Era il pomeriggio del 16 aprile quando i residenti del Centro di prima accoglienza migranti di Halfar – noto come Open Center – si ammassavano alle finestre sbarrate gridando “Freedom, we want freedom”, alle televisioni locali accorse sul luogo.
Sentire il grido “libertà” in un momento di piena crisi sanitaria è davvero straziante. E nel silenzio che avvolge l’isola in questi giorni surreali, queste grida sono ancora più assordanti. Proviamo solo ad immaginare di vivere in uno spazio sovraffollato e chiuso, sapendo che un positivo da COVID-19 potrebbe essere lì, a pochi metri da te.
È questa la realtà quotidiana dei residenti del Centro migranti, sempre più terrorizzati di contrarre il virus, proprio perché i contagi all’interno delle loro mura continuano ad aumentare, sfiorando i 40 casi ufficiali.
Eppure, secondo le fonti ufficiali, non ci sarebbe di che preoccuparsi: una nuova struttura medica sta aprendo le sue porte. Un edificio che può ospitare fino a 150 persone potenzialmente positive al virus che si prefigge il completo recupero dei pazienti. Un magnifico spot “dell’andrà tutto bene”.
Peccato che nel Centro migranti si contino circa 1200 ospiti – e non 150 – e peccato che le misure rigorose imposte al resto della popolazione maltese, all’interno dell’Open Center continuano a non essere applicate, vista la condivisione dei bagni, dei dormitori e degli spazi pubblici: in pratica l’atmosfera perfetta per un focolaio potenzialmente catastrofico, in uno spazio inferiore a 5mila metri quadrati e con ben otto persone per container ad uso abitativo.
Le autorità governative sembrano minimizzare le preoccupazioni degli abitanti del Centro, riponendo le proprie speranze sull’età anagrafica dei migranti, ritenuti “giovani e forti” e potenzialmente immuni dalle gravi complicazioni. Basta vedere le misure “contenitive” adottate per capire: l’effettuazione di tamponi a gruppi casuali di residenti, e la distribuzione di un volantino che descrive in dettaglio le misure da rispettare in merito alla distanza sociale.
Secondo quanto riferito dal quotidiano locale “Lovin Malta”, il Governo ha inoltre istituito una connessione internet Wi Fi per aiutare i residenti a comunicare con il mondo esterno. Ma anche questa misura rischia di essere in contraddizione con quelle precedenti: la connessione infatti non riesce a coprire in maniera totale l’area del campo, costringendo così gli ospiti a riunirsi in massa per collegarsi, trasgredendo la regola essenziale del distanziamento sociale.
Sorgono problemi anche in merito alle scorte di cibo e di bevande, che cominciano ad esaurirsi: i residenti, che solitamente acquistano le provviste grazie ai loro redditi personali – molti di loro, in quanto lavoratori, percepiscono un regolare stipendio – continuano a fare affidamento sul Governo per i rifornimenti. I quali vengono sì recapitati, ma in numero sempre più esiguo e certamente non sufficiente per soddisfare il fabbisogno di oltre mille persone.
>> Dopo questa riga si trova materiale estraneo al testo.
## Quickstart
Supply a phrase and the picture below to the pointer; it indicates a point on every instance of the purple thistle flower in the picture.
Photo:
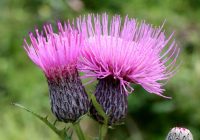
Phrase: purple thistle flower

E mentre lo “stadio d’assedio” della polizia e dell’esercito continua ininterrottamente all’ingresso del Centro, Malta sembra trattare gli ospiti dell’ Open Center come una sub comunità. La popolazione migrante è sempre stata considerata il “tallone d’Achille” dell’isola. Alla discriminazione e alla difficoltà di comunicazione, per gli extracomunitari va aggiunto l’altro paradosso di essere “prigionieri” senza nessuna accusa, con l’esercito che sbarra la strada d’uscita, in un luogo non ideale per una quarantena forzata e allo stato delle cose, a tempo indeterminato.